210 R.I. Code R. 210-RICR-50-00-1.7

Current through December 3, 2024
Section 210-RICR-50-00-1.7 - Qualifying for Medicaid LTSS
A. Under Title XIX, the federal Medicaid law, an applicant for LTSS must be either a current beneficiary or possess an income, clinical/functional, or age-related characteristic related to a MAGI eligible or SSI population AND have an established need to qualify to apply. With the enactment of the Federal Affordable Care Act of 2010, Federal law requires that Medicare, commercial health insurers, and group health plans provide as part of the primary care essential benefit package up to thirty (30) days of subacute and rehabilitative care for persons who have had an acute care incident requiring services in a health institution. Medicaid is also required to provide this benefit. Both existing beneficiaries and new applicants must have established a continuing need for LTSS - that is, for an institutional level of care - to qualify for Medicaid LTSS once the thirty (30) days of essential benefit coverage is exhausted. This need in previous Rhode Island Medicaid Rules was referred to as "considered institutionalized" for the purposes of determining Medicaid LTSS eligibility as indicated below:
1. Existing beneficiaries - Under the Medicaid State Plan, all Medicaid beneficiaries are eligible for up to thirty (30) days of LTSS coverage in addition to the required thirty (30) day essential benefit period of acute and subacute care in a health care institution as part of their non-LTSS primary essential benefit coverage. A separate determination of eligibility or change in service delivery is not required for this period of coverage. Therefore, an existing beneficiary may qualify to apply for Medicaid LTSS without a change in eligibility or service delivery options if they have received the required period of continuous coverage is provided in this manner or, if seeking LTSS in the home and community-based setting, they require or are receiving at least one (1) Medicaid covered LTSS benefit to address a functional need that otherwise would require care in an institutional setting. The Medicaid MCOs and DHS eligibility specialists are available to provide assistance to existing beneficiaries during this period.

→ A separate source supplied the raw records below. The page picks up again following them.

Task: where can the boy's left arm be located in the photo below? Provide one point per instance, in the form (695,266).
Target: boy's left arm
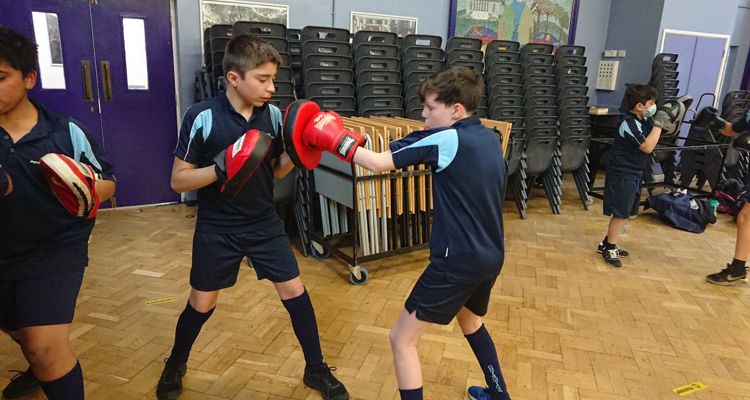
(375,162)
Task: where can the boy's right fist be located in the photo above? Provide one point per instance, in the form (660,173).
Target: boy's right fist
(326,132)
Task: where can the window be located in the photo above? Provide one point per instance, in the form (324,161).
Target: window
(136,62)
(47,35)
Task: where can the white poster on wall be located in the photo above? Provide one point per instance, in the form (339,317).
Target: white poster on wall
(383,23)
(230,11)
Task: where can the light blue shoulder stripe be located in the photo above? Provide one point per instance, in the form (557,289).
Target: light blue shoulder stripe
(446,142)
(81,145)
(202,120)
(275,118)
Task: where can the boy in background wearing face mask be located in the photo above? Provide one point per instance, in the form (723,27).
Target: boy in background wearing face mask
(639,131)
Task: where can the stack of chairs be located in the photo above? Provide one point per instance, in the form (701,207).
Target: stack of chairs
(215,39)
(575,123)
(421,56)
(467,52)
(664,77)
(327,69)
(294,36)
(540,115)
(377,74)
(276,35)
(505,102)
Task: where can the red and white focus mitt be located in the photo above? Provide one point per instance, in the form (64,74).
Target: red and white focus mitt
(73,183)
(237,163)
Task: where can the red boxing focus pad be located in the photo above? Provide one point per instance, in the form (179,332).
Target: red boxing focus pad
(238,162)
(326,132)
(73,183)
(296,118)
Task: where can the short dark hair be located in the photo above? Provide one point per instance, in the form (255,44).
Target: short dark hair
(455,85)
(18,50)
(245,52)
(639,94)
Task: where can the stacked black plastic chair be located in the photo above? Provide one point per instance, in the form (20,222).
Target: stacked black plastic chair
(664,76)
(327,69)
(294,36)
(421,56)
(215,39)
(575,123)
(467,52)
(377,74)
(540,116)
(504,81)
(276,35)
(733,107)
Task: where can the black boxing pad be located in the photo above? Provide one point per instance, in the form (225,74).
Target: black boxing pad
(296,117)
(742,142)
(676,112)
(709,118)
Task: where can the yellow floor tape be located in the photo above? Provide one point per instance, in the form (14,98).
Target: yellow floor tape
(688,389)
(161,301)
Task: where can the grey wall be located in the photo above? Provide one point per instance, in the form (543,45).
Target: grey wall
(740,39)
(714,16)
(591,32)
(633,27)
(432,14)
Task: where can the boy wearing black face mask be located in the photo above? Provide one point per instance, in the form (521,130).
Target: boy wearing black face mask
(639,131)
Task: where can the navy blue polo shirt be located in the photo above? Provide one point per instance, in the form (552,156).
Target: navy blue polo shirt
(743,124)
(208,128)
(626,156)
(468,175)
(32,220)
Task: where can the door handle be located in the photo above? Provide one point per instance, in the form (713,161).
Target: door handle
(88,84)
(107,81)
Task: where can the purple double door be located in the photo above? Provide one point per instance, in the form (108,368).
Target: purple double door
(109,64)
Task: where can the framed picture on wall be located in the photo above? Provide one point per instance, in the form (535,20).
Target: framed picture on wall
(523,21)
(383,23)
(230,11)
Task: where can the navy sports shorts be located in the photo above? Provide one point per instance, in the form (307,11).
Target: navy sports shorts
(622,194)
(437,299)
(217,257)
(41,300)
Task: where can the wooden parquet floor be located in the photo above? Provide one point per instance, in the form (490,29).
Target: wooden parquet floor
(566,326)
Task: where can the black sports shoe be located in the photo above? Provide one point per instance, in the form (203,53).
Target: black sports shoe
(728,276)
(323,381)
(170,382)
(600,249)
(612,257)
(22,384)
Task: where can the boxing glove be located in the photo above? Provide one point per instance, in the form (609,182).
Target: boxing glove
(236,164)
(72,182)
(326,132)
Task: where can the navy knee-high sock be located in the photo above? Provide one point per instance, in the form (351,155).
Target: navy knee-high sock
(305,328)
(66,387)
(188,327)
(484,349)
(410,394)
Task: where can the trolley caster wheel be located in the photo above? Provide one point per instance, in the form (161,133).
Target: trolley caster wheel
(363,277)
(319,252)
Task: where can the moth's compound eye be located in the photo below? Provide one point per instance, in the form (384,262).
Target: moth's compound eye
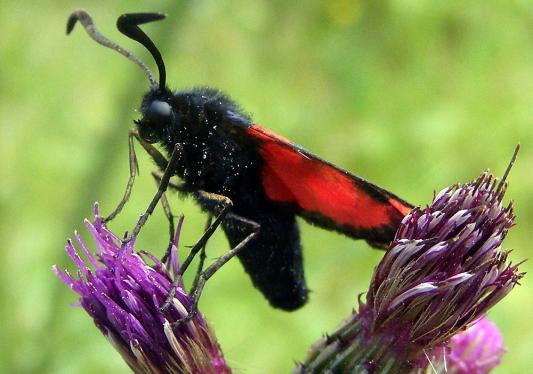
(159,114)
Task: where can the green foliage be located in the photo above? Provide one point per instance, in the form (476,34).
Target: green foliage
(413,95)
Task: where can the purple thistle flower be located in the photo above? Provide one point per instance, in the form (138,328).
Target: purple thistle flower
(124,296)
(444,270)
(477,350)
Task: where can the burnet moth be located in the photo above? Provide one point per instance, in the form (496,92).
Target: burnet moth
(252,179)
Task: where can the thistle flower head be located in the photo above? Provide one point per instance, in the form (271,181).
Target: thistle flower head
(477,350)
(445,267)
(124,296)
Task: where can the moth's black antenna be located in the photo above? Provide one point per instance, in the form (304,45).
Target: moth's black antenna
(128,24)
(87,22)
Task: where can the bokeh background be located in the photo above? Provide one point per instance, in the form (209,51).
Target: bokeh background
(413,95)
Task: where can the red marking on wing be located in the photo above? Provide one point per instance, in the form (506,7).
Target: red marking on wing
(292,175)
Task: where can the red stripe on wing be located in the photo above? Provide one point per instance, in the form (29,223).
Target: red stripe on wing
(293,175)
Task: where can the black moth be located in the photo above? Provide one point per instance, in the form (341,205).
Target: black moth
(231,167)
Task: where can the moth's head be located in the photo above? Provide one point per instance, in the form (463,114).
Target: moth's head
(158,117)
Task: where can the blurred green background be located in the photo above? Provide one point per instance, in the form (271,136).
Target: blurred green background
(413,95)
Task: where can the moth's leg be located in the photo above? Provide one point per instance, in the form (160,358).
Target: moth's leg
(163,184)
(208,273)
(160,160)
(202,256)
(198,284)
(171,226)
(134,171)
(194,250)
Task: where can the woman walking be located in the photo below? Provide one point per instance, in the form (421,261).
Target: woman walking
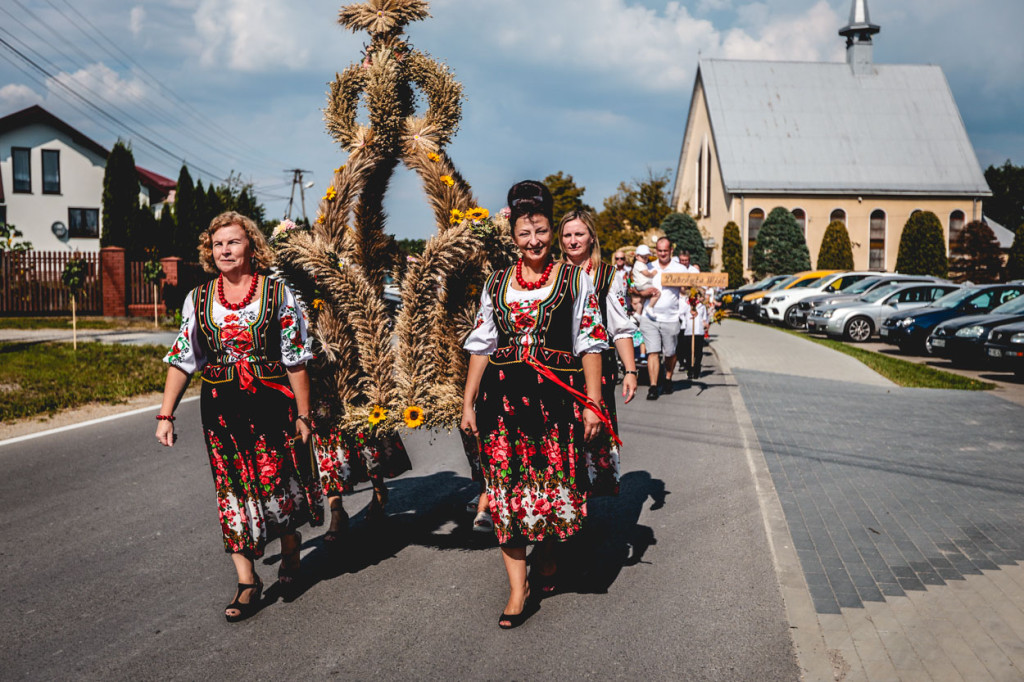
(532,392)
(246,334)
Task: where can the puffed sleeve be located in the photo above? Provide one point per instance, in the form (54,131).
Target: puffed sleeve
(186,354)
(483,339)
(588,327)
(294,330)
(619,324)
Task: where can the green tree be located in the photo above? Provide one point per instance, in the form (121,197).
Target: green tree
(923,247)
(120,198)
(732,254)
(976,255)
(781,248)
(682,230)
(836,252)
(1015,264)
(566,194)
(1007,203)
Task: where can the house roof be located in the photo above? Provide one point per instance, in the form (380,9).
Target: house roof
(783,127)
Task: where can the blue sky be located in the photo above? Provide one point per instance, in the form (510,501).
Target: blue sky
(596,88)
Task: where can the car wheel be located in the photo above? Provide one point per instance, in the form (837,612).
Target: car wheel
(858,329)
(791,316)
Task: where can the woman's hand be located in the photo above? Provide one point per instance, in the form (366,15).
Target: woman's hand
(165,432)
(629,387)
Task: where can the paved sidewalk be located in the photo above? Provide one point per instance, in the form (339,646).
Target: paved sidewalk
(902,508)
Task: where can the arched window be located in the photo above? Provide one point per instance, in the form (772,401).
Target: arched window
(955,225)
(877,252)
(756,217)
(801,217)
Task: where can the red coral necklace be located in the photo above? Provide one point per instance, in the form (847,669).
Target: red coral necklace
(529,286)
(244,302)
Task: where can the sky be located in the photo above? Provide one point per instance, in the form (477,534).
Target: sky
(598,89)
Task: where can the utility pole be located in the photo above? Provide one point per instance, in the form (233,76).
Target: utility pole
(297,180)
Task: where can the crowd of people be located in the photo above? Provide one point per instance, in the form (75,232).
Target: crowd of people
(539,406)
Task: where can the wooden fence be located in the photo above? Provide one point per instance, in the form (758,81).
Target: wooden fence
(30,284)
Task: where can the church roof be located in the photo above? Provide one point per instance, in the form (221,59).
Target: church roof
(783,127)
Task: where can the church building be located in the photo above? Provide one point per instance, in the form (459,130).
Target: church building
(861,142)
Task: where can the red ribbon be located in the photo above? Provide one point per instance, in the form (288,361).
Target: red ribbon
(247,380)
(582,398)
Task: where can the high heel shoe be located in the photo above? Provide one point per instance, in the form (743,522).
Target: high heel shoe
(245,608)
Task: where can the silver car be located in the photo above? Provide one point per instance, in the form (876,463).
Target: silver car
(858,320)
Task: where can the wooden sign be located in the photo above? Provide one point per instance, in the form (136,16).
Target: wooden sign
(717,280)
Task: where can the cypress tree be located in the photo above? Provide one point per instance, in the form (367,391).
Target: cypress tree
(1015,264)
(836,252)
(732,254)
(781,248)
(976,255)
(923,247)
(682,230)
(120,197)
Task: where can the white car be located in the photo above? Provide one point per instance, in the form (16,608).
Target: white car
(780,306)
(858,320)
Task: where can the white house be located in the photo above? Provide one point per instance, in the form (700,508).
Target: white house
(51,179)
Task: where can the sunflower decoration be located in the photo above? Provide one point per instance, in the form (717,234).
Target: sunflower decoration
(377,415)
(413,416)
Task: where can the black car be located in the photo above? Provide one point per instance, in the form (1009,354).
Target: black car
(909,332)
(1006,348)
(963,339)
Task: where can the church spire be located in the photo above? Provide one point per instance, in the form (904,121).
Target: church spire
(858,38)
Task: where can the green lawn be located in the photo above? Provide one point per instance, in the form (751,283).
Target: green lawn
(901,372)
(38,378)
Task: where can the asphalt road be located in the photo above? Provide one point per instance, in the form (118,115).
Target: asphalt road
(114,567)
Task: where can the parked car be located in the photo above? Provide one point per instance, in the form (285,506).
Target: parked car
(1006,348)
(782,307)
(858,320)
(963,339)
(910,332)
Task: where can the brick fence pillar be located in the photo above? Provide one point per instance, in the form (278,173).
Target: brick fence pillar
(113,271)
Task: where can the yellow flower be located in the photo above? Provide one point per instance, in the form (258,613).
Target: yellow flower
(413,416)
(377,416)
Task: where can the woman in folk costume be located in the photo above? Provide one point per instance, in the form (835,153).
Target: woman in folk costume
(579,242)
(532,395)
(246,333)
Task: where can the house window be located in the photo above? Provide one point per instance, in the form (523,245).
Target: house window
(51,171)
(22,162)
(877,253)
(83,222)
(801,217)
(754,221)
(955,225)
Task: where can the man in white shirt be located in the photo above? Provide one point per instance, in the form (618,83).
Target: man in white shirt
(660,327)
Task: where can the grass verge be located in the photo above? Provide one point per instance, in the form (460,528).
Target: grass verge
(901,372)
(38,378)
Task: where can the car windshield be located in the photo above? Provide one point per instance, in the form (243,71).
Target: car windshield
(952,299)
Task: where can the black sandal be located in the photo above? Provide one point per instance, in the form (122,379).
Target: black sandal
(245,609)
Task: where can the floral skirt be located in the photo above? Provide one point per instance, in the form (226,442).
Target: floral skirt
(345,461)
(531,432)
(602,453)
(266,486)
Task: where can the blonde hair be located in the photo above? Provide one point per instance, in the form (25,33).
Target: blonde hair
(262,253)
(586,218)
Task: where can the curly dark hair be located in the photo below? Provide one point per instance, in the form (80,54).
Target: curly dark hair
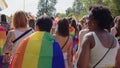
(44,23)
(63,27)
(102,15)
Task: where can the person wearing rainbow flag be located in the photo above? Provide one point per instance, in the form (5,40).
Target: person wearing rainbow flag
(40,49)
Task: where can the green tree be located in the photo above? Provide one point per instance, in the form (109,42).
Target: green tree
(46,7)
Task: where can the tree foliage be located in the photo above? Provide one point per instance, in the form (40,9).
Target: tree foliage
(46,7)
(80,7)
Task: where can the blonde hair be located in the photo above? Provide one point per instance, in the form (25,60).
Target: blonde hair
(20,19)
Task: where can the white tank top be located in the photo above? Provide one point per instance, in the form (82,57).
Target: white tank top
(97,53)
(17,33)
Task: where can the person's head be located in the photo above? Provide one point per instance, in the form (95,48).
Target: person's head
(20,19)
(83,22)
(117,21)
(44,23)
(3,18)
(63,27)
(32,23)
(99,16)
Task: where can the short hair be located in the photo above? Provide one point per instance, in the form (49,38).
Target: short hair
(102,15)
(3,18)
(63,27)
(20,19)
(44,23)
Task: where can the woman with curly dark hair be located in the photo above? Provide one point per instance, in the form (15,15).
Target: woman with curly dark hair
(65,41)
(99,47)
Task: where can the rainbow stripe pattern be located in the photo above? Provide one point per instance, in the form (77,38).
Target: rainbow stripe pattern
(39,50)
(3,4)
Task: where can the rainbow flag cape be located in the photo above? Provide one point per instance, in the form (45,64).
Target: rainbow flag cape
(2,39)
(3,4)
(39,50)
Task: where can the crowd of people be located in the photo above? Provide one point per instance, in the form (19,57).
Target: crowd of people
(45,42)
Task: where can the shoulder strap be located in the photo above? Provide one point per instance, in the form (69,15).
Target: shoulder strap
(65,42)
(22,35)
(104,54)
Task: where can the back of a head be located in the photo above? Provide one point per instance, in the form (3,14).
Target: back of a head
(44,23)
(117,25)
(63,27)
(3,18)
(20,19)
(101,15)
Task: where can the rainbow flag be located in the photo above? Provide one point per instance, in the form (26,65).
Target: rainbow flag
(39,50)
(3,5)
(2,39)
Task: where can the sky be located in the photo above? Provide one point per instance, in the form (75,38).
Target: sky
(31,6)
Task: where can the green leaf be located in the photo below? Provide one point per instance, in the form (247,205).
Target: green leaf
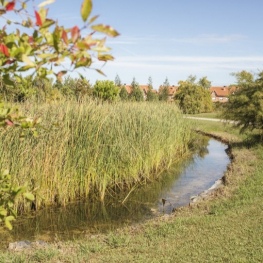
(3,212)
(101,72)
(105,57)
(108,30)
(86,8)
(29,196)
(7,222)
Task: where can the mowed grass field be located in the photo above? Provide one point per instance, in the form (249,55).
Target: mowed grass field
(227,227)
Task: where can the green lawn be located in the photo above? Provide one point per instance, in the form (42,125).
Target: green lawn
(227,227)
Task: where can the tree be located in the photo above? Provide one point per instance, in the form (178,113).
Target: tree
(245,105)
(105,90)
(243,77)
(124,95)
(204,82)
(118,81)
(136,93)
(193,98)
(38,48)
(42,45)
(164,90)
(150,83)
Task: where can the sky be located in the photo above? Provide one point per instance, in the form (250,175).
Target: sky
(174,39)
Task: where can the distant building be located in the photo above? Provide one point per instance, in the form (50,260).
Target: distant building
(171,91)
(143,88)
(221,94)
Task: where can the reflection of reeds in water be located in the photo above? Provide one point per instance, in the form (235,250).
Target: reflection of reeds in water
(94,149)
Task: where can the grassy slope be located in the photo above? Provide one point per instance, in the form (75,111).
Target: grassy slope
(226,228)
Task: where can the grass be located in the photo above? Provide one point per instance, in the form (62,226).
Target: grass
(93,149)
(215,115)
(227,227)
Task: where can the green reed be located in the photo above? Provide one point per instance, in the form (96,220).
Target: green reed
(91,148)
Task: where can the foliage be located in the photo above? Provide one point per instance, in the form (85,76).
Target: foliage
(245,106)
(42,46)
(152,96)
(105,90)
(243,77)
(136,93)
(93,148)
(74,88)
(124,95)
(204,82)
(8,196)
(193,98)
(118,81)
(164,91)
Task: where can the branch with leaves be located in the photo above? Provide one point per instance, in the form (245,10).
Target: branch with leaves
(42,46)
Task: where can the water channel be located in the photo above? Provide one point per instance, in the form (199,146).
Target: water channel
(176,186)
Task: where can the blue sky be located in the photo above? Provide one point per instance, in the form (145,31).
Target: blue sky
(175,38)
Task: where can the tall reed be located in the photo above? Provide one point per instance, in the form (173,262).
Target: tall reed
(92,148)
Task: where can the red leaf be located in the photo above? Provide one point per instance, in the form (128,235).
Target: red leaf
(4,50)
(38,18)
(9,123)
(10,6)
(31,40)
(74,33)
(65,36)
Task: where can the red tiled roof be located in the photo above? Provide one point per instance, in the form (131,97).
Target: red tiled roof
(220,91)
(144,88)
(171,89)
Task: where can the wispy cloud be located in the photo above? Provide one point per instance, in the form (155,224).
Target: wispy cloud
(188,62)
(210,39)
(199,39)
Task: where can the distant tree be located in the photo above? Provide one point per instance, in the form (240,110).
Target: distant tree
(152,96)
(164,90)
(124,95)
(118,81)
(204,82)
(193,98)
(105,90)
(245,105)
(191,78)
(243,77)
(136,93)
(150,83)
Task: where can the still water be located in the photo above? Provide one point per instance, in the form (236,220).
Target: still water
(176,186)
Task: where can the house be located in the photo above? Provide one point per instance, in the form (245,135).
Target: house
(221,94)
(143,88)
(171,91)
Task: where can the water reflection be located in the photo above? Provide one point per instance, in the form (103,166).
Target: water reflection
(176,186)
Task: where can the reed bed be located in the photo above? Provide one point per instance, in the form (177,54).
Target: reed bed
(93,149)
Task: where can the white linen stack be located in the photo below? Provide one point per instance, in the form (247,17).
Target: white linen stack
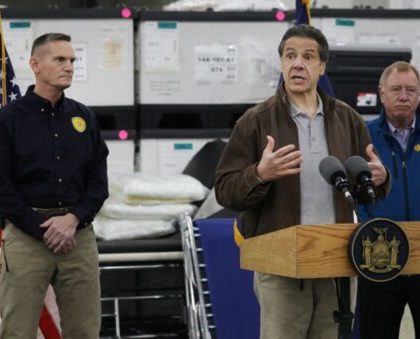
(146,205)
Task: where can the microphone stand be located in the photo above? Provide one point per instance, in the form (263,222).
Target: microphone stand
(344,316)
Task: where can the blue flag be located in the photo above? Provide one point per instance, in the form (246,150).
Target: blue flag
(9,89)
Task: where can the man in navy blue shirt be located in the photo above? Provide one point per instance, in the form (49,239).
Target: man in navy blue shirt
(396,137)
(53,180)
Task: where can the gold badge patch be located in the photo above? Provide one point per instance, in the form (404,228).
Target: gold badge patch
(79,124)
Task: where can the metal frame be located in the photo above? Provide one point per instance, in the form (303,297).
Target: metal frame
(197,308)
(107,264)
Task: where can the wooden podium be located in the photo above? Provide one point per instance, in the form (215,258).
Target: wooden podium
(314,251)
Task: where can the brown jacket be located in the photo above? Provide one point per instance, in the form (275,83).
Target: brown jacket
(276,205)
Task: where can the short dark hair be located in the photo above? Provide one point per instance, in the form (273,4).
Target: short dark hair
(47,37)
(306,31)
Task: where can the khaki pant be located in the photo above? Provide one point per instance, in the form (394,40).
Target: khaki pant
(28,267)
(292,311)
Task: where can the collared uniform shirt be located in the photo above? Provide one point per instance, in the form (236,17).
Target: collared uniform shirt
(316,196)
(50,157)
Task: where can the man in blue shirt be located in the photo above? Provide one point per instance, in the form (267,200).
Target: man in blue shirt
(396,137)
(53,180)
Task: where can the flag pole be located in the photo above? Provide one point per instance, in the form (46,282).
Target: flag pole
(3,65)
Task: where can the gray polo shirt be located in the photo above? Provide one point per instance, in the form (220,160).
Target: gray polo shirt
(317,203)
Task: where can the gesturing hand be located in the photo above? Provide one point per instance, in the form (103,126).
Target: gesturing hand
(276,164)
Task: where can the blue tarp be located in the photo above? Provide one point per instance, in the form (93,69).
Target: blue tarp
(235,307)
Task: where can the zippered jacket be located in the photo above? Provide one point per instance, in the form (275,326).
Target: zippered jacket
(275,205)
(403,201)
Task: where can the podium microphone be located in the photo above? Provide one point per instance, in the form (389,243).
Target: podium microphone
(360,173)
(334,173)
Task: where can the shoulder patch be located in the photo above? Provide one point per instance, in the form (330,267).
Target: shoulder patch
(79,124)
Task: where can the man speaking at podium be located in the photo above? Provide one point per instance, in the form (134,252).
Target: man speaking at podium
(396,136)
(269,172)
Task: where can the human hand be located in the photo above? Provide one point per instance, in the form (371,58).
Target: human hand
(59,237)
(276,164)
(379,173)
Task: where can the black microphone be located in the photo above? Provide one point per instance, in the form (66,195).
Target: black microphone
(334,173)
(360,173)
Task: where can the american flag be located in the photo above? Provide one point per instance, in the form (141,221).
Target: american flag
(9,91)
(9,88)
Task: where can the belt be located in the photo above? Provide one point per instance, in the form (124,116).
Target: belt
(51,212)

2. New applicants - New Applicants are considered to have such a need if they have met one (1) of the following:
a. Received the level of services typically provided in a NF, ICF-ID, or LTH setting for at least thirty (30) consecutive days and are expected to have a continued need for such services or have:
(1) Obtained acute care services in a hospital or similar health facility for at least thirty (30) consecutive days and are seeking LTSS;
(2) Received Medicaid preventive level services while residing at home or in a community-based care setting for at least thirty (30) consecutive days;
(3) Been determined to have needs that require the level of services typically provided in a health care institution for at least thirty (30) consecutive days or would require such services were those in the home and community-based setting not provided.
b. Received or required at least one (1) Medicaid covered LTSS benefit at home or in a community-based setting to address a functional/clinical need that would otherwise necessitate the type of LTSS typically provided in a health institution.